DOE and NASA are looking to partner with U.S. companies to develop a fission surface power system for demonstration on the Moon by the late 2020s. The system will leverage the latest innovations in advanced reactor development and must meet certain mission requirements such as the ability to operate autonomously to match energy demand.
2. Fission surface power units can provide kilowatts of electricity
The fission surface power demonstration is expected to generate at least 40 kilowatts of electricity—enough to power four-hundred 100-watt light bulbs or roughly 1/25,000 of the power produced by a typical 1,000-megawatt commercial reactor. That may not seem like a lot of juice, but it will be enough to power a portion of the infrastructure and equipment needed by astronauts on the lunar surface.
As power needs for future missions grow, fission surface power systems could be scaled up to produce higher power levels to support permanent habitats, in-situ resource utilization, and more complex experimental programs.
3. Fission power systems will operate where the sun doesn’t shine
Fission power systems will provide consistent base load power regardless of the resources available on a planet or the environment.

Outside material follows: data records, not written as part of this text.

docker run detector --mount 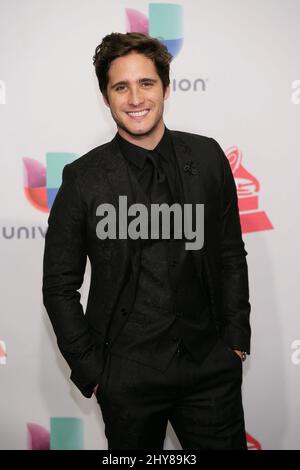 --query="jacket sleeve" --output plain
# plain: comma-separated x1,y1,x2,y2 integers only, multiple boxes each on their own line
43,165,102,397
212,139,251,354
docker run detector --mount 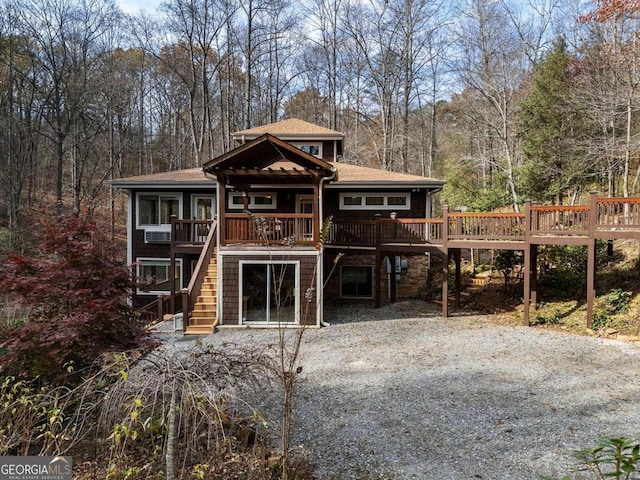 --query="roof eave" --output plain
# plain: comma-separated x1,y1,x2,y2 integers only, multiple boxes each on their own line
109,179,216,190
326,180,446,190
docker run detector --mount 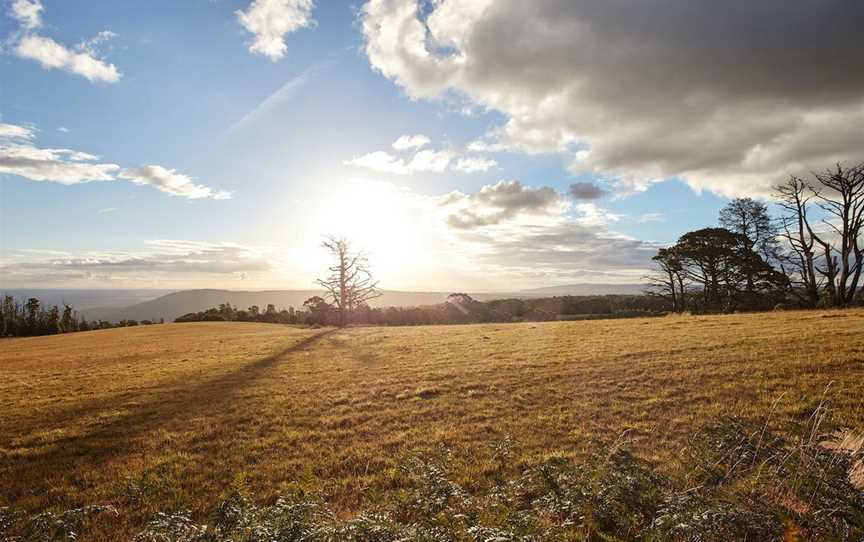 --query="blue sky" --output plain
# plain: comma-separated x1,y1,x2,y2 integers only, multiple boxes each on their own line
0,0,855,289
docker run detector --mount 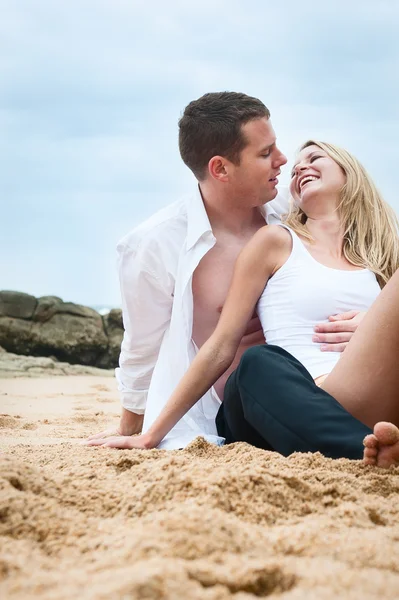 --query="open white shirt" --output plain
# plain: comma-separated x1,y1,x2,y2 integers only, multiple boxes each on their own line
115,187,288,449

NASA plans to land the first woman and next man at the Moon’s South Pole where solar energy is unable to provide sufficient, sustained power for extended missions. Lunar nights are equivalent to 14 days on Earth and reliable electricity provided by fission power systems will be needed to survive extreme temperatures.

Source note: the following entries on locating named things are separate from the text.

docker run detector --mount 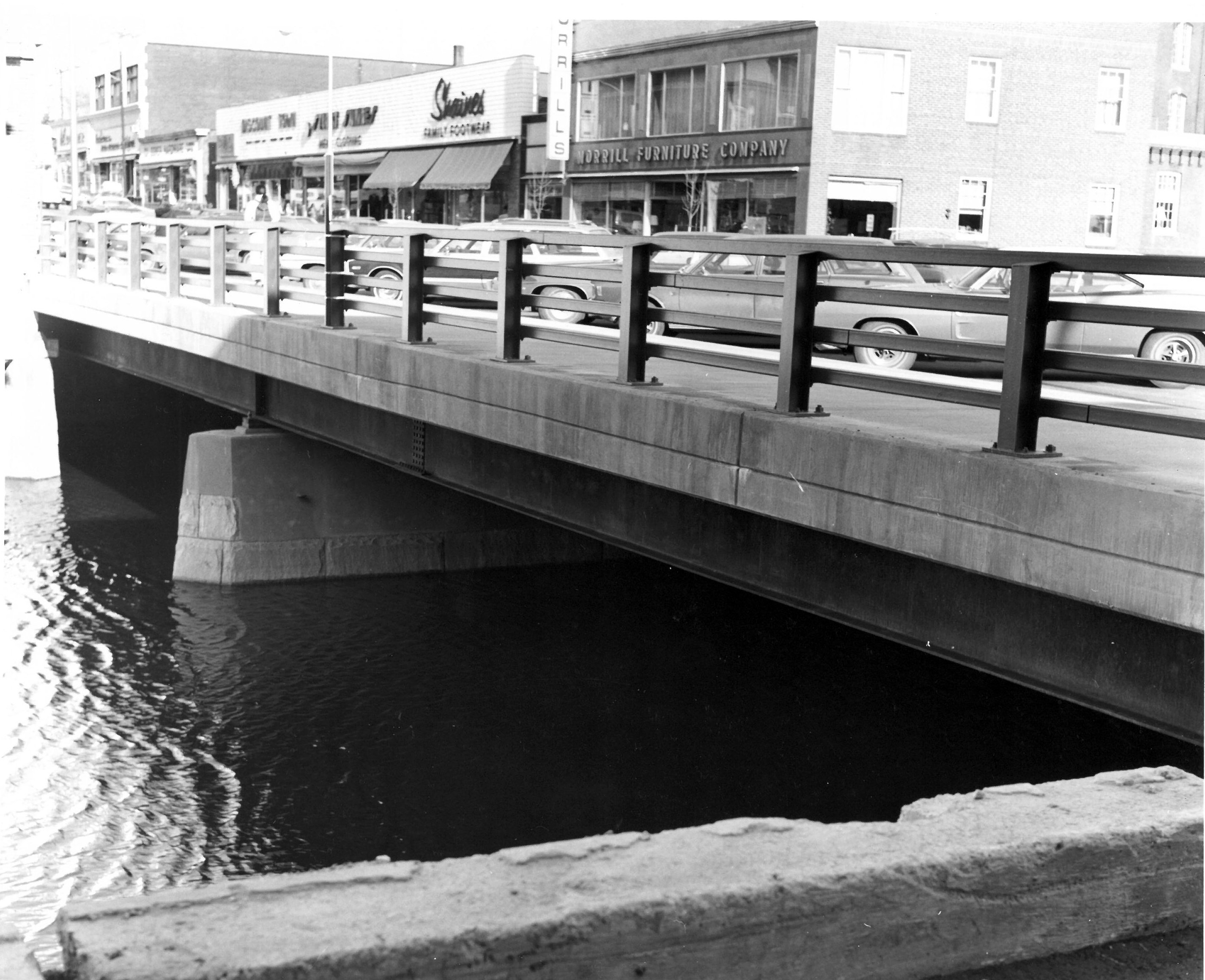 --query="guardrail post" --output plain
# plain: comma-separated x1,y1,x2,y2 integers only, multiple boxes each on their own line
494,238,523,361
326,231,346,330
210,225,227,306
96,221,109,285
401,235,427,343
774,251,828,417
616,244,659,384
125,221,142,289
166,224,180,296
66,218,79,279
989,262,1058,456
264,227,281,317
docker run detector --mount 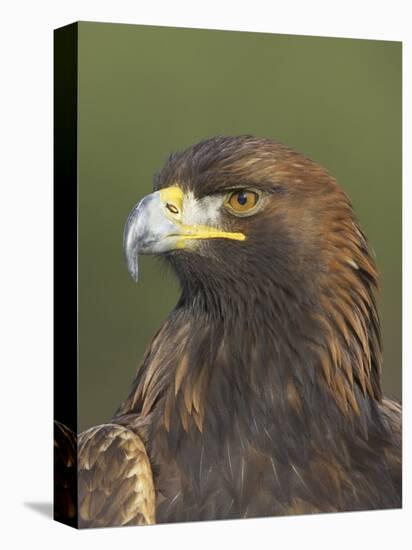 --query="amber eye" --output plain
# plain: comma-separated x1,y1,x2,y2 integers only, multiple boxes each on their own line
226,189,259,214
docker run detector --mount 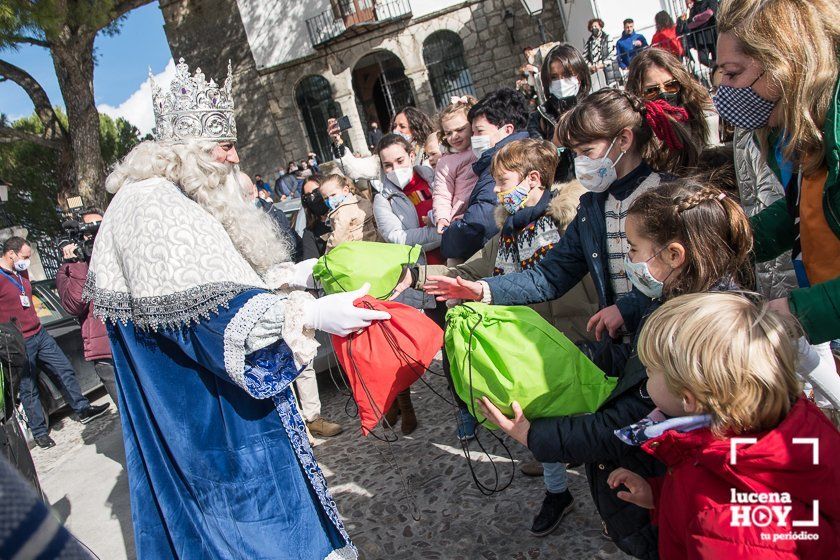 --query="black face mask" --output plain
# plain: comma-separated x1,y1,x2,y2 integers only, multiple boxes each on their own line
550,94,577,115
301,191,330,218
657,91,680,107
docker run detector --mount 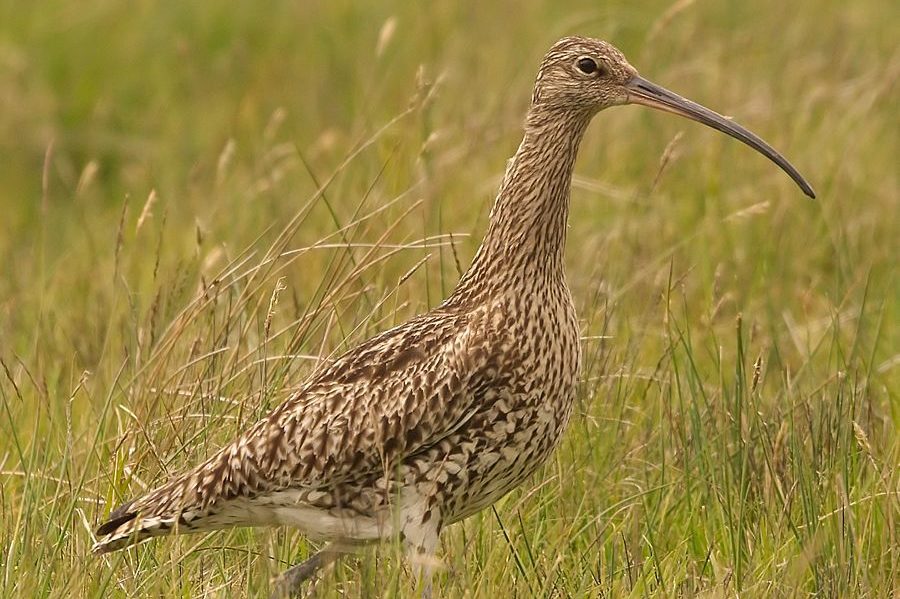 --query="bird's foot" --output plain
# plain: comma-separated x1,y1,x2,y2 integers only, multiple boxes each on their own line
270,546,341,599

The initial demonstration is expected to last for a minimum of one year but the system will be designed for longer operation to gather additional information. It may also be used as part of the lunar power infrastructure.
4. Fission surface power systems will be robust
Unlike terrestrial reactors, a surface power system for space must withstand the harsh vibration forces that occur during a launch or landing on a planet’s surface. To accomplish this, the units will have structural robustness to protect the coolant, reactor core, and electronic control systems, along with the support system that holds it all together.

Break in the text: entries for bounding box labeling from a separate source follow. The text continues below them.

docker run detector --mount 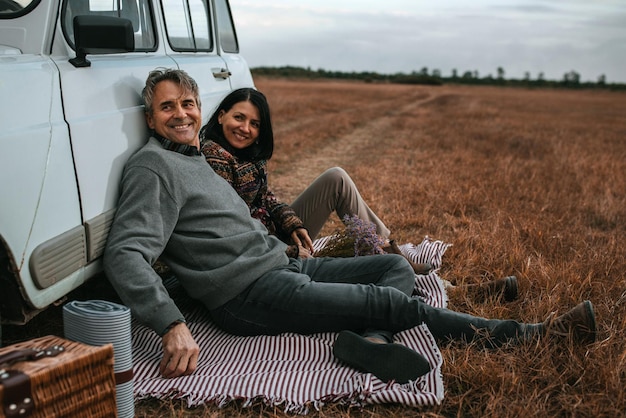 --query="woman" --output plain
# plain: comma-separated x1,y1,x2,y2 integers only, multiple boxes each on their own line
200,88,432,274
200,88,517,301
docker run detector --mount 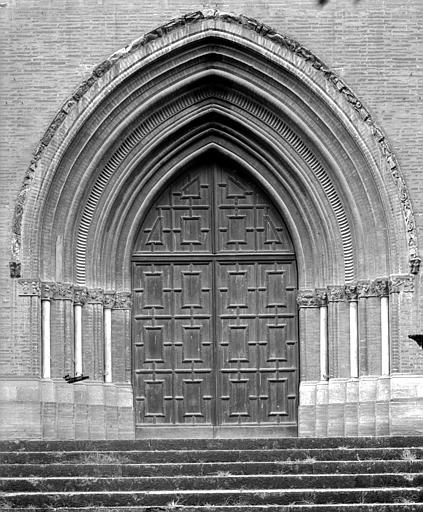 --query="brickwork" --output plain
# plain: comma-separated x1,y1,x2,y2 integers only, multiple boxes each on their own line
0,0,423,439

5. This type of system isn’t new
Nuclear space reactors were first developed in the United States in the 1950s by NASA and the Atomic Energy Commission (now known as DOE) through its SNAP program. SNAP-10A, a sodium-potassium cooled fast reactor, was launched into space in April 1965 as part of a research project for the U.S. Department of Defense to power a satellite.
The reactor produced 500 watts of power and operated for 43 days during its flight test. It was prematurely shut down by a faulty command receiver.
Since that time, advances in nuclear fuels and materials research supported by DOE have led to smaller, compact advanced reactor systems that are currently being designed today. DOE and NASA are looking to leverage this innovation and expertise to apply these concepts for space flight.